JUnit pour tester son code JAVA

'JUnit' est un utilitaire codé en JAVA pour tester du code JAVA. Chaque test constitue un test 'unitaire'.

Cette librairie permet de créer un test, ou une suite de test, qui sont exécutés de manière automatique.  Ainsi, les tests appliqués au code de l'application sont identiques à chaque fois. Le développeur n'a pas à exécuter une séquence de test, toujours dans le même ordre, manuellement. JUnit permet de maintenir la qualité du code dans le temps, même si des évolutions sont apportées. JUnit est un outil très apprécié dans la pratique de "l'extreme programming".

Les résultats de l'exécution des tests peuvent être affichés sous la forme textuelle, ou bien présentés par une interface graphique (SWING, ou AWT).

Pour utiliser JUnit, il faut commencer par placer l'archive 'junit.jar' dans le classpath de l'application.

  • Rédaction d'une classe de test, avec le 'framework JUnit'

La classe de test doit étendre la classe 'junit.framework.TestCase'. Les tests à effectuer sont regroupés dans les méthodes de cette classe. Pour que JUnit puisse localiser les méthodes de test automatiquement, il faut que leur nom commence par 'test', que la méthode soit 'public' et sans argument.

ex.:
import junit.framework.*;

public class monTest extends TestCase {
 
  public void testQQChose() {
    ...
  }
 
  public void testAutreChose() {
    ...
  }
}

Les comparaisons qui doivent être validées, se font avec les fonctions assertXXX() (cf doc. API JUnit).
Par exemple, pour vérifier l'égalité de deux chaines de caractères, on utilisera la fonction "assertEquals("message d'erreur", chaine1, chaine2)".

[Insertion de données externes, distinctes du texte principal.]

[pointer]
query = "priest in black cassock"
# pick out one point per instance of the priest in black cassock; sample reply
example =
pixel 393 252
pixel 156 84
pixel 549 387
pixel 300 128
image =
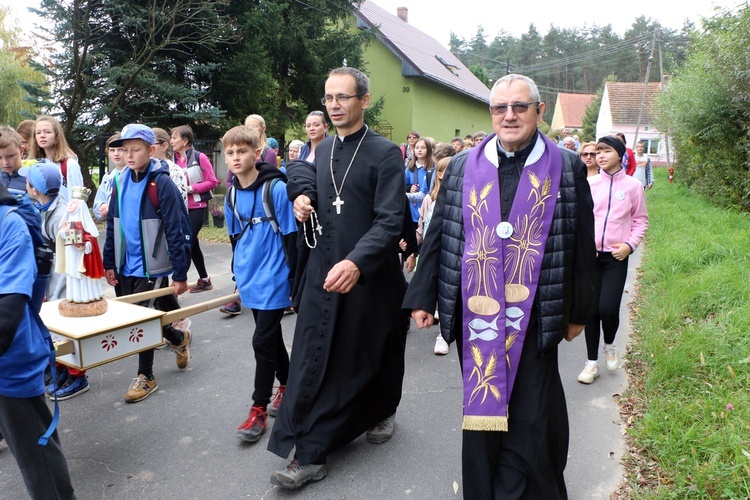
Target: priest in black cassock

Plusieurs tests peuvent être codés dans la même méthode de test. Mais, il faut savoir que l'échec d'un test d'une méthode, entraine l'echec des autres tests de la méthode. Il faut donc faire attention à ne pas 'masquer' des résultats d'autres tests, suite à l'échec d'un test.

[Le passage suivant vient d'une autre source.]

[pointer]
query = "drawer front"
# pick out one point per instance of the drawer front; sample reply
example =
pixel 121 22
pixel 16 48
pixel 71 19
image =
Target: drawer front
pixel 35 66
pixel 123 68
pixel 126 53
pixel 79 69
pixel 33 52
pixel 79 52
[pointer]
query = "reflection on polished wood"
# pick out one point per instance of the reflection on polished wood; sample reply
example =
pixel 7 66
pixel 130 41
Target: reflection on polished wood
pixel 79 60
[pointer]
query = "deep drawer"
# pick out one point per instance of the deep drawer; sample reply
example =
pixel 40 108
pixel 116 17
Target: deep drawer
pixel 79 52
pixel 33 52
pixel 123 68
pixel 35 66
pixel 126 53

Les créations d'objets (fixtures) communes à plusieurs tests peuvent être initialisés et regroupés dans la méthode 'setUp()'.
La méthode 'setUp()' est exécutée avant chaque test (ex: ouvrir une connection). De même, une fonction 'tearDown()' est exécutée après chaque test. Ce qui est utile, pour libérer des ressources (ex: fermer une connection), par exemple.

  • Création d'une suite de tests

Les différentes méthodes de test peuvent ensuite être agencées en 'suite'. Une suite permet de définir un ordre, et des conditions d'exécution pour les tests.
ex:
public static Test suite() {
  TestSuite suite = new TestSuite();
  suite.addTest(new monTest("testQQChose"));
  suite.addTest(new monTest("testAutreChose"));
  return suite;
}

  • Lancer l'exécution d'une classe de test individuellement par programmation

Pour exécuter les test individuellement par programmation, il faut rajouter une méthode 'main' à la classe de test. ex:
public class TestEmployeeForm extends TestCase {
 ...
 public static void main(String[] args) {
  junit.textui.TestRunner.run(new TestSuite(TestEmployeeForm.class));
 }
}

Suivant que l'on souhaite visualiser les résultats en mode texte, avec une interface graphique 'SWING', ou avec une interface graphique 'AWT', on utilisera la méthode 'run' du package 'junit.textui.TestRunner', 'junit.swingui.TestRunner', ou 'junit.awtui.TestRunner'.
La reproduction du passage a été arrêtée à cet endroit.